God works in each of us to refine and grow us into maturity. This happens in the heart of the believer who is obedient and open, no matter our relationship status. He DOES use the relationships we are in with family or spouse or friends, but ultimately this work is done through the Holy Spirit in us.
Just as marriage can sharpen and deepen our character, so can singleness in various ways. I have learned much and had to sacrifice and compromise in my relationships with my teammates on the field. Our opinions differ, out of which decisions still need to be made. We wrestle with personality differences, seeking understanding and celebrating the uniqueness of our gifts and weaknesses, how all of this can come together like puzzle pieces to create a beautiful picture of the church working as one. In any relationship, we have to learn to give and take, to sacrifice and receive help and love.
Even though I’m already in to my 30s, I still desire marriage and have conversations with God often about this. He has used this longing in my heart as a refining tool. Sometimes I desire marriage so much that it consumes every corner of my heart. It is my first thought in the morning and keeps me company throughout the day. Instead of happiness over a friend’s engagement announcement, all I can think is “This isn’t fair, Jesus! When will it be my turn?” By this point, marriage has become an obsession, a growing, stony idol in my heart that takes my worship away from Jesus.
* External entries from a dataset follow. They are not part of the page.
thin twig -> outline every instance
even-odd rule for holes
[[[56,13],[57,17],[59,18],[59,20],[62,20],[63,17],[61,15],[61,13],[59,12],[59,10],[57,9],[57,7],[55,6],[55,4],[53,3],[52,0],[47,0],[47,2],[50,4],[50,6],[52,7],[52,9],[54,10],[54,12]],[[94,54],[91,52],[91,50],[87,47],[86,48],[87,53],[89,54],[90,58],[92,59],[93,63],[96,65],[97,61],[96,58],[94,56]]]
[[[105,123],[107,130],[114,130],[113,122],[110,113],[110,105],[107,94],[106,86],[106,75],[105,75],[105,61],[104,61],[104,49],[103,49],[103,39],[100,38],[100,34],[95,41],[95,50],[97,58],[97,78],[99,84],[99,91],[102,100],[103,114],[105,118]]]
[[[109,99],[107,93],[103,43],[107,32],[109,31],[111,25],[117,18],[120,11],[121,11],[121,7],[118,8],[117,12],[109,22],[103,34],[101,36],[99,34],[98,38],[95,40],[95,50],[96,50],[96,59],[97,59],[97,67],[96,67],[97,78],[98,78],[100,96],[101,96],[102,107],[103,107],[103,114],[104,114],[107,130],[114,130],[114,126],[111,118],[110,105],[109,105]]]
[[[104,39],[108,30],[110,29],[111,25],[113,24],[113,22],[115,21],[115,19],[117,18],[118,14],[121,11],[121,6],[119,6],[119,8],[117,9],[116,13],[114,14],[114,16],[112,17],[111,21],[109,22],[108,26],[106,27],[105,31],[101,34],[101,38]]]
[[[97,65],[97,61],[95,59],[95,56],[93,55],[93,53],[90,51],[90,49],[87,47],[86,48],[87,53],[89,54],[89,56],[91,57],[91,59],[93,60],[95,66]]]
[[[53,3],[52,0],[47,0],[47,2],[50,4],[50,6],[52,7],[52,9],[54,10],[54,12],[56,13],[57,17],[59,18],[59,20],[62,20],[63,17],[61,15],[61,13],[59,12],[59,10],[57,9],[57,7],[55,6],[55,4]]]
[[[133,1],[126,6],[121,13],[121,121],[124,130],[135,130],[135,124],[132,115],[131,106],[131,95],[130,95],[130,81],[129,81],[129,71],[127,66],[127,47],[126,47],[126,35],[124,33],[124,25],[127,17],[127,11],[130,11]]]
Then in His sweetness and love and discipline, God reveals this to me and asks me to once again surrender the longing and the dream of marriage to Him. He reminds me that the longing in my heart is not sinful, but should constantly be put at His feet in daily (or perhaps hourly sometimes) submission to Him. He should be my first love no matter what my human relationship status. He created us to be in connection and community with others and this longing should not be stuffed or guilt-tripped away. I need His correction and guidance to form this longing to be honoring to Christ.
Ultimately, I need to remember, and may I remind you gently as well, that God is the one who sanctifies us. We receive salvation in Him through the sacrifice of Jesus and not because of anything we have done to deserve this precious gift. He teaches us through His Word and the Holy Spirit, and He also uses the relationships we have with others to help spur us on to love well. Let’s remind each other, whether we are single or married, to look to our Heavenly Father who loves us and encourage each other on this journey of sanctification.
Romans 5:1-2 (NLT) Therefore, since we have been made right in God’s sight by faith, we have peace with God because of what Jesus Christ our Lord has done for us. Because of our faith, Christ has brought us into this place of undeserved privilege where we now stand, and we confidently and joyfully look forward to sharing God’s glory.